What are vector division and multiplication as in CUDA __half2 arithmetic?

281 Views Asked by At

__device__​ __half2 __h2div ( const __half2 a, const __half2 b )
Description:
Divides half2 input vector a by input vector b in round-to-nearest mode.

__device__​ __half2 __hmul2 ( const __half2 a, const __half2 b )
Description:
Performs half2 vector multiplication of inputs a and b, in round-to-nearest-even mode.

Can someone explain me what exact operations are happening for both of these?

1

There are 1 best solutions below

0
On BEST ANSWER

Both are elementwise operations. A __half2 is a vector type, meaning it has multiple elements (2) of a simpler type, namely half (i.e. 16-bit floating point quantity.) These vector types are basically structures where the individual elements are accessed using the structure references .x, .y, .z, and .w, for vector types up to 4 elements.

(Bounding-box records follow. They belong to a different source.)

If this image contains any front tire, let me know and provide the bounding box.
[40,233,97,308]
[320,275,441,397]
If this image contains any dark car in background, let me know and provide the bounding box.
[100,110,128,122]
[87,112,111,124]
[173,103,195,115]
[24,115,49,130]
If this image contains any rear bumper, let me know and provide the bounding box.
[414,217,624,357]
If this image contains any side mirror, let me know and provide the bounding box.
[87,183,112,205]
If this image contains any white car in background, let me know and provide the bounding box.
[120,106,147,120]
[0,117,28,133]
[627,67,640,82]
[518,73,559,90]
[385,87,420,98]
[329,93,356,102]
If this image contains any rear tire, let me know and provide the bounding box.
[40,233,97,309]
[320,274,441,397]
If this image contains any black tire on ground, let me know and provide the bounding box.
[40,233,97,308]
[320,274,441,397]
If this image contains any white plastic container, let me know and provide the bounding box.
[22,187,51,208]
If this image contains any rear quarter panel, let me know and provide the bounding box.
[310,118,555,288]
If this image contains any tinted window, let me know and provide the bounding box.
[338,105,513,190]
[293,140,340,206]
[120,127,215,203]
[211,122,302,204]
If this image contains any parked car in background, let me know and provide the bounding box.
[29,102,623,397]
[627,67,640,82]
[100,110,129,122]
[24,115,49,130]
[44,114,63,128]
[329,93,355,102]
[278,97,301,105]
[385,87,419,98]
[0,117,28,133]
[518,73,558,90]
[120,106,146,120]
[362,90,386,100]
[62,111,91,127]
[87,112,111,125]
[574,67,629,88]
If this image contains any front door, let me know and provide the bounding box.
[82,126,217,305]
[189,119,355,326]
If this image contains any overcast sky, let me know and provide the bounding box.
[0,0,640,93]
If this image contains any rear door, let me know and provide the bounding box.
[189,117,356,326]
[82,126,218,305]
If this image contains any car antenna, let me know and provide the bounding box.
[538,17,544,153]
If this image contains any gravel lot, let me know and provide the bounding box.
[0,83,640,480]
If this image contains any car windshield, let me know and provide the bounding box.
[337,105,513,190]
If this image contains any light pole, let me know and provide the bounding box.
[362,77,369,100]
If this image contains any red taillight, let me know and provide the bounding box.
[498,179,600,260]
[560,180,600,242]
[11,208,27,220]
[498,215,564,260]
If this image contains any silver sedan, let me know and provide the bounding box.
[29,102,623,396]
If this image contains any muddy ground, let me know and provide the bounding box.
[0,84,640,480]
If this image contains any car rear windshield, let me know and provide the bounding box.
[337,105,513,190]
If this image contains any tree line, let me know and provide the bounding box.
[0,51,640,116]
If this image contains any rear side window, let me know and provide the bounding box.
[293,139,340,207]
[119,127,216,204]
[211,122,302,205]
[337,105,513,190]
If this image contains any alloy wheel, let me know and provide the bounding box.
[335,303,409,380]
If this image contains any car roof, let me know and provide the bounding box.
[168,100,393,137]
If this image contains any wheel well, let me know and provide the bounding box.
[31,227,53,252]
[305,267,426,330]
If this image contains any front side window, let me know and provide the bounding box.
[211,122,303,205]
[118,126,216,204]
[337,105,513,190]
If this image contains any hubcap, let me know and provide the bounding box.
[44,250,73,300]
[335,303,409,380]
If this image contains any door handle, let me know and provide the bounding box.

If we have two items (a, b) that are each of __half2 type:

the division operation:

__half2 a,b;
__half2 result = __hdiv2(a, b);

will create a result where the first element of result is equal to the first element of a divided by the first element of b, and likewise for the second element.

This means when complete, the following statements should "approximately" be correct:

result.x == a.x/b.x;
result.y == a.y/b.y;

The multiplication operation:

__half2 a,b;
__half2 result = __hmul2(a, b);

will create a result where the first element of result is equal to the first element of a multiplied by the first element of b, and likewise for the second element.

This means when complete, the following statements should "approximately" be correct:

result.x == a.x*b.x;
result.y == a.y*b.y;

("approximately" means there may be rounding differences, depending on your exact code and possibly other factors, like compile switches)

Regarding rounding, its no different than when these terms are applied in other (non CUDA) contexts. Roughly speaking:

"round to nearest" is what I would consider the usual form of rounding. When an arithmetic result is not exactly representable in the type, the nearest type representation will be chosen so that:

  • if the exact result is closer to the next closest type-representable value closer to zero, the type value closer to zero will be chosen
  • if the exact result is closer to the type-representable value closer to positive or negative infinity, the type value closer to positive or negative infinity will be chosen
  • if the exact result is exactly at the midpoint between the two closest type-representable values, the type value closer to positive or negative infinity will be chosen.

"round to nearest even" is a modification of the above description to choose the closest type representation in the exact midpoint case that has an even numbered least significant digit.